Hulu is making a monthly Blumhouse anthology series, and prepare to be scared

Attention, horror fans — Hulu is gifting us with a horror anthology series from Blumhouse Television, but viewers won’t be able to instantly binge this one or watch a new episode unfold every week. Instead, each episode will stand on its own, with only one going up per month, which is a move Hulu is hoping will get fans to treat each story as a special must-watch event.
Hulu competitor Netflix will be experimenting with its own monthly series starting this month when President Barack Obama appears as David Letterman’s first guest on new talk show My Next Guest Needs No Introduction with David Letterman, but Hulu’s anthology series will be a first in terms of genre — and honestly, we’ve never been more excited to be scared out of our minds.
Horror is definitely having a moment, and weaving a larger web with a different scary story each month could be the freaky format we need.
Hulu’s new chief content officer Joel Stillerman says the project was partly inspired by all the frighteningly good work that’s being done in the genre already:
“At the heart of the deal is an extremely passionate audience and an extremely [activatable] audience in terms of horror, Stillerman told Variety, which broke the series news. “It’s not even the larger bucket of ‘genre.’ I would say this falls squarely into the horror bucket. And it’s brought to us by, I would say in many ways that would be hard to argue, the consummate producers in that genre today.

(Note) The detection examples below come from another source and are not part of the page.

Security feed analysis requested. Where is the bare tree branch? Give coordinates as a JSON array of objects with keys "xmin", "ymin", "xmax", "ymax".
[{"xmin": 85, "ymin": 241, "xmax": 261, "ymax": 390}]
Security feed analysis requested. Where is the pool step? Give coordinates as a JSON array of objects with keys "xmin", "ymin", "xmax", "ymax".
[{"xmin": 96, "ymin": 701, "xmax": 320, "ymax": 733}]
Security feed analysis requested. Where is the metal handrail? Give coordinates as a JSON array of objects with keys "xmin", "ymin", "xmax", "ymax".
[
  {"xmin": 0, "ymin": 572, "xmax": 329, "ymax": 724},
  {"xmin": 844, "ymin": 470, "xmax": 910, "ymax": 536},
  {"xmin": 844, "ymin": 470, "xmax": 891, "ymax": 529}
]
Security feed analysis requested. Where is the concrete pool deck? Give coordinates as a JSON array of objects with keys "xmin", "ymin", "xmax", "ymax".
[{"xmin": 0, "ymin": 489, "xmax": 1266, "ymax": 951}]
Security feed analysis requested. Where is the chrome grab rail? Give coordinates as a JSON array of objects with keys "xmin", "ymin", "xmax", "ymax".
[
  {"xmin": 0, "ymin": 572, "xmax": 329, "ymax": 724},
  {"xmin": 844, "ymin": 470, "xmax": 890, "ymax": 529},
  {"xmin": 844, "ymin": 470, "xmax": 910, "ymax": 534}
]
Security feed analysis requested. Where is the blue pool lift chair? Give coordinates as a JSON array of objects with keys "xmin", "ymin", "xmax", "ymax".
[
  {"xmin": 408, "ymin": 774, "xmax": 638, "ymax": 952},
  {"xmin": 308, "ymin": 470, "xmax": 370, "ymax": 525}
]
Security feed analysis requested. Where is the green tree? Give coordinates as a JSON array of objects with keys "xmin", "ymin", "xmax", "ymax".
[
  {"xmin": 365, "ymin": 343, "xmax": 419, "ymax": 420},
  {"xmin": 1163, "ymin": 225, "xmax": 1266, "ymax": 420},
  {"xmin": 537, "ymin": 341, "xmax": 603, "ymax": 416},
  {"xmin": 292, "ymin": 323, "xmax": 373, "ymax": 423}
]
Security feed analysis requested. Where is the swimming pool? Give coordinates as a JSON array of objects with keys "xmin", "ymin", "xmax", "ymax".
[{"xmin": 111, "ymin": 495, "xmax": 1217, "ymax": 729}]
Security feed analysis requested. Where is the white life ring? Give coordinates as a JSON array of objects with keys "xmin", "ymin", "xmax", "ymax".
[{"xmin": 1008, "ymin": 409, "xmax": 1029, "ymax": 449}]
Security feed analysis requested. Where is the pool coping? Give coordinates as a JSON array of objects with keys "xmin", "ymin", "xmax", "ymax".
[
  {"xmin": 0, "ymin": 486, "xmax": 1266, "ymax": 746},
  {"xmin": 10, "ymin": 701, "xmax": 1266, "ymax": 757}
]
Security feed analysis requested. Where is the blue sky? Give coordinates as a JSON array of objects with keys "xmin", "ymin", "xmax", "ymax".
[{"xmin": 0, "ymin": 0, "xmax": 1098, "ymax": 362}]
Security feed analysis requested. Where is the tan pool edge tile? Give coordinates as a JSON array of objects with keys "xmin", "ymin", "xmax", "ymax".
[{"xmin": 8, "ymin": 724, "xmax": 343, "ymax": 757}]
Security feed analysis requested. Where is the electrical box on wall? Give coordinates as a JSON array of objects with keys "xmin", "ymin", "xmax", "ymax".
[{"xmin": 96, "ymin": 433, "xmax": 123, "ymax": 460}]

With a new season of American Horror Story on the horizon (ICYMI: This time, Ryan Murphy’s taking us to the future) and some other like-minded content in the works like Drew Barrymore’s female-centric horror series Black Rose Anthology, this Hulu collaboration with Blumhouse TV — Blumhouse, you’ll recall, is behind hits like Get Out and Split — will be entering a crowded field. But after nabbing the coveted Best Television Drama trophy for The Handmaid’s Tale at the 2018 Golden Globes, Hulu’s rightfully riding high and likely in search of the next big thing.
So far, no writers or producers have signed on to the project (that we know of) and there’s no official name, but we do know there will be 12 episodes in the series’ first year and the first is set to debut in October — plenty of time to work up the courage to watch.